Ideally, animal-derived drugs would be sourced from small herds kept in isolation to prevent viral infections. But because so many pig intestines have to be processed to extract the 100 tonnes of heparin used worldwide each year, the only way to get enough intestines is to take them from normal pig farms, with most heparin coming from China as it is the largest pork producer.

As a result, the initial stage in heparin’s production is unregulated because drug manufacturing standards cannot be applied to normal farms. There is a risk of accidental contamination or the deliberate addition of counterfeit heparin-like substances to boost profits. In the worst incident in 2008, around 800 people in the US had adverse reactions and at least 81 died.

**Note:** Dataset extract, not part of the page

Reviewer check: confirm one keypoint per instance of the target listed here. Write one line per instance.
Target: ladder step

This risk remains, says Dordick. “It’s always possible.”

With any animal-derived product, there is also a risk that people could get conditions caused by viruses or pathogenic agents called prions, despite precautions being taken to prevent this. However, Dordick says there are no known cases of this happening with heparin.

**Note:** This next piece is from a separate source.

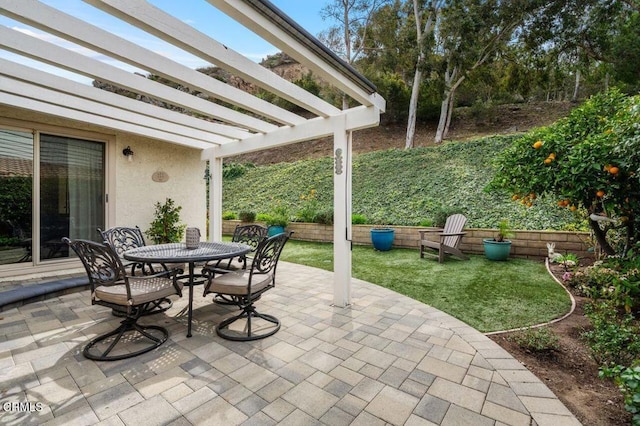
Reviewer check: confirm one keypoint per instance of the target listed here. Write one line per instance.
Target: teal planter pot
(496, 250)
(382, 238)
(274, 230)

The reliance on pigs has also led to shortages when pig farms have been affected by conditions such as swine fever. Some people also have ethical or religious objections to using a pig-derived product.

Synthetic heparin would therefore have many advantages, but producing it has proved extremely difficult. The first challenge is making the branched sugar chains that form its backbone. Next, various additional modifications are made to the chains by four enzymes, which must be done in a precise sequence.

After many years of work, Dordick’s team has now licensed the process it developed to a pharmaceutical company to scale up for commercial manufacture. One of the most time-consuming aspects was isolating and manufacturing the enzymes involved, says Dordick.

The team has managed to scale up production a millionfold since it first produced a few micrograms two decades ago, says Kuberan Balagurunathan at the University of Utah, who was involved in this early work but is no longer part of the team. “The next main challenge would be to increase the scale another millionfold, from grams to metric tonnes,” he says.

Balagurunathan thinks this is achievable with sufficient investment. “I expect that synthetic heparin will replace animal heparin in a manner similar to recombinant insulin replacing bovine and porcine insulins.”

But Jian Liu at the University of North Carolina at Chapel Hill isn’t so sure. “Whether this process can be converted to carry out thousands of kilogram-scale syntheses remains to be seen.”

A number of other companies are working to produce synthetic heparin, says Balagurunathan, but because of commercial secrecy, it is hard to judge their progress.